Nixie Clock Power Supply

Question

I've been working through this schematic for a Nixie Clock and I'm having a hard time understanding how the power supply (for the nixie tubes, not the digital logic) works. Afaik, the power supply is a boost converter that uses a Mosfet and Inductor to raise the voltage to ~180V. The increase in voltage is dependent on the duty cycle of the input to the mosfet (this info found here). The duty cycle is produced by an astable 555 timer. The duty cycle is required to be around 95%.

1. The ratio between R1 and R2 on the 555 does not create a 95% duty cycle. I'm assuming that the resistor values are chosen to create a specific frequency for the mosfet, and the duty cycle is altered via the control input. Is this correct? And, if so, how is the duty cycle affected by the control input?

2. R24, the 1kTrim Potentiometer, is used to vary the voltage around the 180V mark to make minor adjustments to the power flow to the nixie tubes. Does it do this by altering the voltage to the control pin? Or by sinking some portion of the 180V output power to ground?

3. In either case for the previous answer, why is a pin on the potentiometer connected to the control pin via a transistor? Wouldn't that sink the control pin to ground once the threshold voltage for the transistor is reach? If so, why?

4. Is there a reason why the schematic doesn't specify an input current?

Answer 1

1: The 555 oscillates by charging up a capacitor to an upper threshold voltage, then discharging it to a lower threshold voltage, then starting again; the speed of oscillation can be altered by varying those voltages so that the same R/C values take more or less time to reach them. The thresholds are normally 2/3 and 1/3 of the supply voltage, set by three resistors inside the chip, but pin 5 is connected to the upper threshold so it can be "tweaked" by an external signal to alter both the frequency and the duty cycle. Increasing the control voltage on pin 5 increases the charging time by more than it increases the discharge time, so the frequency is reduced but, crucially, the duty cycle is increased. The following diagram from TI's 555 datasheet illustrates the effect of control voltage changes on the charge/discharge curves and the output waveform:

While the capacitor is charging, the OUT pin of the 555 is high and Q7 is turned on to "charge" the inductor. While it's discharging, the inductor charges up C4 to increase the regulator output. The regulator output voltage is determined by how much "charge" is put into the inductor and how often this charge is transferred to the output; the more charge and the more often, the higher the output voltage.

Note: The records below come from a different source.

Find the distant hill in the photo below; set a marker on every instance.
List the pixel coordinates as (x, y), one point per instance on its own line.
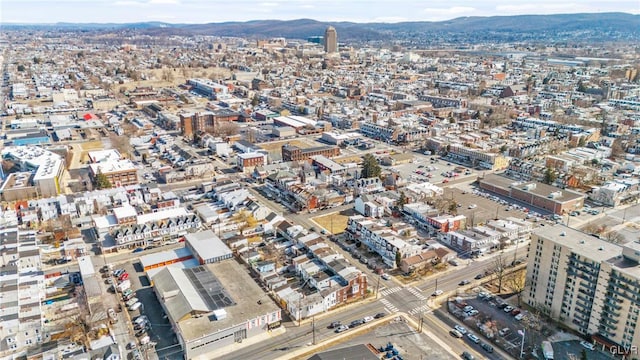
(598, 26)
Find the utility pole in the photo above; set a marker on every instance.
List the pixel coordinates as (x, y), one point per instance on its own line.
(313, 324)
(299, 311)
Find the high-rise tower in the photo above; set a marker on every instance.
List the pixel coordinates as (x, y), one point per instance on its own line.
(330, 40)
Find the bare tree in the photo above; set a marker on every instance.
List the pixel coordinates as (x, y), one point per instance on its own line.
(516, 281)
(167, 75)
(613, 236)
(499, 267)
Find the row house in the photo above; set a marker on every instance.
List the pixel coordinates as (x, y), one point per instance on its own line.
(477, 157)
(379, 238)
(379, 132)
(142, 234)
(446, 223)
(304, 198)
(476, 241)
(367, 185)
(368, 207)
(512, 229)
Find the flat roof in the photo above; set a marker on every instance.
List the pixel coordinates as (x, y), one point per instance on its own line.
(86, 266)
(580, 243)
(241, 288)
(161, 215)
(99, 156)
(540, 189)
(207, 245)
(164, 256)
(179, 265)
(124, 211)
(112, 166)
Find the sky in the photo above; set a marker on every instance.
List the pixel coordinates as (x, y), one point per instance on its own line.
(207, 11)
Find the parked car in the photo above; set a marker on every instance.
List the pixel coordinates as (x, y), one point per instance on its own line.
(341, 328)
(473, 338)
(118, 272)
(334, 325)
(467, 356)
(488, 348)
(461, 329)
(587, 345)
(356, 323)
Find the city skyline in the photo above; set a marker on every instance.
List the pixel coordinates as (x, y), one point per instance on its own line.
(200, 11)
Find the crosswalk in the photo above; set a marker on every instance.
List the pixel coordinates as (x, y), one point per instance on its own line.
(390, 291)
(417, 293)
(419, 310)
(389, 306)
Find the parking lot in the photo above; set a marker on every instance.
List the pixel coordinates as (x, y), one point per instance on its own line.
(432, 169)
(160, 332)
(360, 252)
(495, 325)
(407, 341)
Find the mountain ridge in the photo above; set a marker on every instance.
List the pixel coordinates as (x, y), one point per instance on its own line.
(604, 26)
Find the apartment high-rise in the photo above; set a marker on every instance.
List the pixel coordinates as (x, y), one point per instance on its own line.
(590, 285)
(330, 40)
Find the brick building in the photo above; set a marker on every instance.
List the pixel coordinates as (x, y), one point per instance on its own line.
(294, 153)
(542, 196)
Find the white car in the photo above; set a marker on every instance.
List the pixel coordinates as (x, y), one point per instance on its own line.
(587, 345)
(473, 338)
(460, 329)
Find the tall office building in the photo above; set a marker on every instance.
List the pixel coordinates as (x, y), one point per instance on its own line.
(590, 285)
(330, 40)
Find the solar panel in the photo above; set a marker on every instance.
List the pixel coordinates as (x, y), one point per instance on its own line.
(209, 288)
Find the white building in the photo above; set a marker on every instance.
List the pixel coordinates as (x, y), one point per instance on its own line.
(21, 294)
(47, 166)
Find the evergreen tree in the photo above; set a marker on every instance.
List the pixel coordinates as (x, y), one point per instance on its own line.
(549, 176)
(370, 167)
(102, 182)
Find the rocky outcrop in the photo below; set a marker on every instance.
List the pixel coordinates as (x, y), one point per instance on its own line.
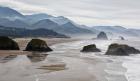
(8, 44)
(102, 35)
(121, 50)
(38, 45)
(90, 48)
(37, 57)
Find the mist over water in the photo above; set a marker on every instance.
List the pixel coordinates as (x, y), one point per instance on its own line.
(72, 65)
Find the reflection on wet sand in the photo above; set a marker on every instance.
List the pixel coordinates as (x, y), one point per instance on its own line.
(54, 67)
(37, 57)
(4, 59)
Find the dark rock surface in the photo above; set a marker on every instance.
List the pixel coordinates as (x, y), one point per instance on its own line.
(90, 48)
(38, 45)
(8, 44)
(102, 35)
(121, 49)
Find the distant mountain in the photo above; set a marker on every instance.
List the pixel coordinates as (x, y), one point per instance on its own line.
(46, 23)
(137, 31)
(60, 20)
(68, 28)
(114, 30)
(31, 19)
(6, 12)
(16, 23)
(22, 32)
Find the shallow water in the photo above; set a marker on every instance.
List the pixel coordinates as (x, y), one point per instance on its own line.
(67, 63)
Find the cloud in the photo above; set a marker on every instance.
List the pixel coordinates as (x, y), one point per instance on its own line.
(88, 12)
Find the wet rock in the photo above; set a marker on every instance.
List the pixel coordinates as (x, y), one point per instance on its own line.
(38, 45)
(121, 49)
(8, 44)
(90, 48)
(102, 35)
(37, 57)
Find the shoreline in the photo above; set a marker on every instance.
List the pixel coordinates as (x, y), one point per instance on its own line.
(22, 42)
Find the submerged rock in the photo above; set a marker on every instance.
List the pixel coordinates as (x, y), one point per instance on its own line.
(8, 44)
(90, 48)
(102, 35)
(121, 49)
(38, 45)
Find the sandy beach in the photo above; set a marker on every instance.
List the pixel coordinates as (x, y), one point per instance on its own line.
(22, 42)
(65, 63)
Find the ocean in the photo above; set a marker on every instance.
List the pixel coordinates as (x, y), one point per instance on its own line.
(67, 63)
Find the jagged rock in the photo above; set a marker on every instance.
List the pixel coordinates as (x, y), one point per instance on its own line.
(37, 57)
(121, 49)
(102, 35)
(8, 44)
(90, 48)
(38, 45)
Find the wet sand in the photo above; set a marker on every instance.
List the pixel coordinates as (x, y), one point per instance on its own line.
(65, 63)
(22, 42)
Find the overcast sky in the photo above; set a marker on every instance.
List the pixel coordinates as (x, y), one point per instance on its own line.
(89, 12)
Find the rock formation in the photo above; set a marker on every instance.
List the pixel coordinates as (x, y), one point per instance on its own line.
(38, 45)
(121, 49)
(90, 48)
(8, 44)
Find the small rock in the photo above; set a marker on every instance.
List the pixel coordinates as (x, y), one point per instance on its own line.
(8, 44)
(121, 49)
(38, 45)
(90, 48)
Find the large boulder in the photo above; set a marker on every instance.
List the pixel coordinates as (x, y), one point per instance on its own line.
(121, 49)
(37, 57)
(8, 44)
(38, 45)
(102, 35)
(90, 48)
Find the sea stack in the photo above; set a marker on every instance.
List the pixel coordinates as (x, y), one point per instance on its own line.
(121, 50)
(102, 35)
(38, 45)
(7, 43)
(90, 48)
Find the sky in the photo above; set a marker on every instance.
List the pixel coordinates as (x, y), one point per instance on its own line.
(88, 12)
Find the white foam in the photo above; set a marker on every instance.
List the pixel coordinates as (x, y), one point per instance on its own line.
(133, 68)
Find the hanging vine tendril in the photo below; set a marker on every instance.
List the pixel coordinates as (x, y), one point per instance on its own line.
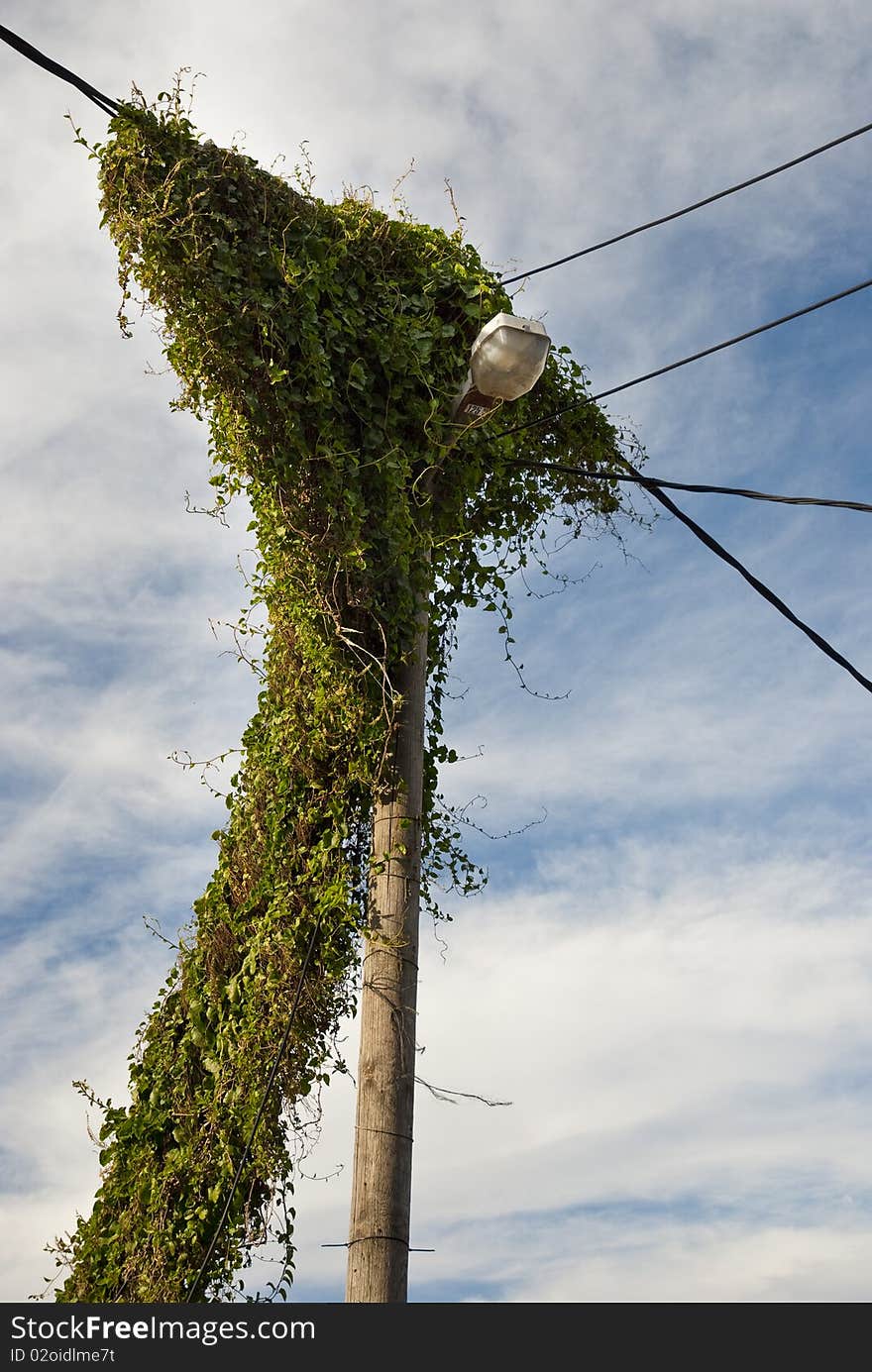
(321, 343)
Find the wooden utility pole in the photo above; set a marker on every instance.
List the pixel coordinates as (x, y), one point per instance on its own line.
(382, 1183)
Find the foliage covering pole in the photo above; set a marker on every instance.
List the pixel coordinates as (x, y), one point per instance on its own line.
(321, 345)
(382, 1182)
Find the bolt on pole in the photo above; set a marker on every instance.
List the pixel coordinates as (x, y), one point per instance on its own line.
(382, 1182)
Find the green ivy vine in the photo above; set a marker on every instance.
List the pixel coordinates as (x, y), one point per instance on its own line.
(323, 345)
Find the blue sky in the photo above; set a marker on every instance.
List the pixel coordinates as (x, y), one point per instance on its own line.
(669, 977)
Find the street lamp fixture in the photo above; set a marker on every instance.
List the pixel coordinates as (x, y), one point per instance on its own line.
(507, 360)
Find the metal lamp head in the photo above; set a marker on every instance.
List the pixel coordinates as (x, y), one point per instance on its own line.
(508, 357)
(507, 360)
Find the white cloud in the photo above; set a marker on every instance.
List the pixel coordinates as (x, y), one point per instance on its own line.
(669, 979)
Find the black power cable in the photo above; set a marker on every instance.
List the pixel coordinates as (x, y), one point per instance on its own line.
(654, 487)
(694, 357)
(246, 1153)
(688, 209)
(105, 103)
(697, 488)
(758, 586)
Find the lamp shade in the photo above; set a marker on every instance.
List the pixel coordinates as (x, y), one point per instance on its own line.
(508, 357)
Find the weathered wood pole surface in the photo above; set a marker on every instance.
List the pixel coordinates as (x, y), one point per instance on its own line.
(382, 1183)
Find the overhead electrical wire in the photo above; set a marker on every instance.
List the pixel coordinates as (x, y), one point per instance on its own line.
(695, 487)
(246, 1153)
(654, 487)
(27, 50)
(688, 209)
(758, 586)
(683, 361)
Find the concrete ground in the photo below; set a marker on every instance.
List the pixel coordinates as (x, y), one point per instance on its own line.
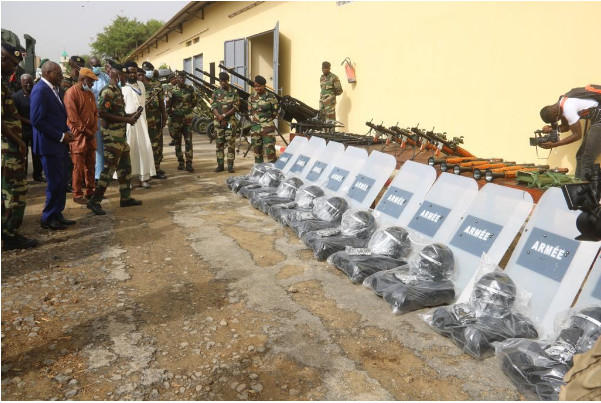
(198, 296)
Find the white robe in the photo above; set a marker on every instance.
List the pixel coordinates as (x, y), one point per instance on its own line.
(142, 161)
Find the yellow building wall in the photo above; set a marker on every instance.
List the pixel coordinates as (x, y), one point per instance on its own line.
(481, 70)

2/3: It's hard to separate these questions; R24, R7, R23, Q8 and R25 are used to provide a feedback loop to control the output voltage. The first three resistors reduce the 180V regulator output to approximately 0.6V in order to operate Q8 in its linear region. As a lower control voltage means a lower output voltage, Q8 is there to provide an inverting function, so that if the output voltage is too high, it turns on more fully, reducing the control voltage at pin 5 and hence the duty cycle so that less charge gets put into C4 during each cycle, reducing the output voltage. Conversely, if the output voltage is too low, Q8 turns off slightly and increases the control voltage and duty cycle to increase the output voltage.

4: Because a circuit diagram isn't really the place to put functional specifications, although voltages are often used as labels for supply connections.

Answer 2

1. In this configuration, the 555 works as a voltage controlled oscillator. The PWM will be constant somewhere around 50 %, but the frequency will vary through the feedback network (R25, Q8, R23, R24, R7) which applies a control voltage on pin 5. I don't know how this regulates the voltage and I'm really looking for someone else's answer here.

2. The pot is part of the feedback network. It doesn't work by sinking current from the output. It works by dividing the output to a safe reference voltage that gets fed back into the controller (in this case, the 555).

3. The transistor is there probably to limit the maximum voltage on pin 5 to a maximum of 12 V or so. The transistor and R25 form some sort of variable voltage divider. The voltage on the common node, that's fed to pin 5 of the 555 can swing from almost 0 V to the power supply voltage of aprox. 12 V. This depends on the state of the transistor which is given by the voltage divider used on the 'hot' side. (180 V)

4. This circuit shouldn't draw a high current. Probably a 500 mA or 1 A AC supply will do.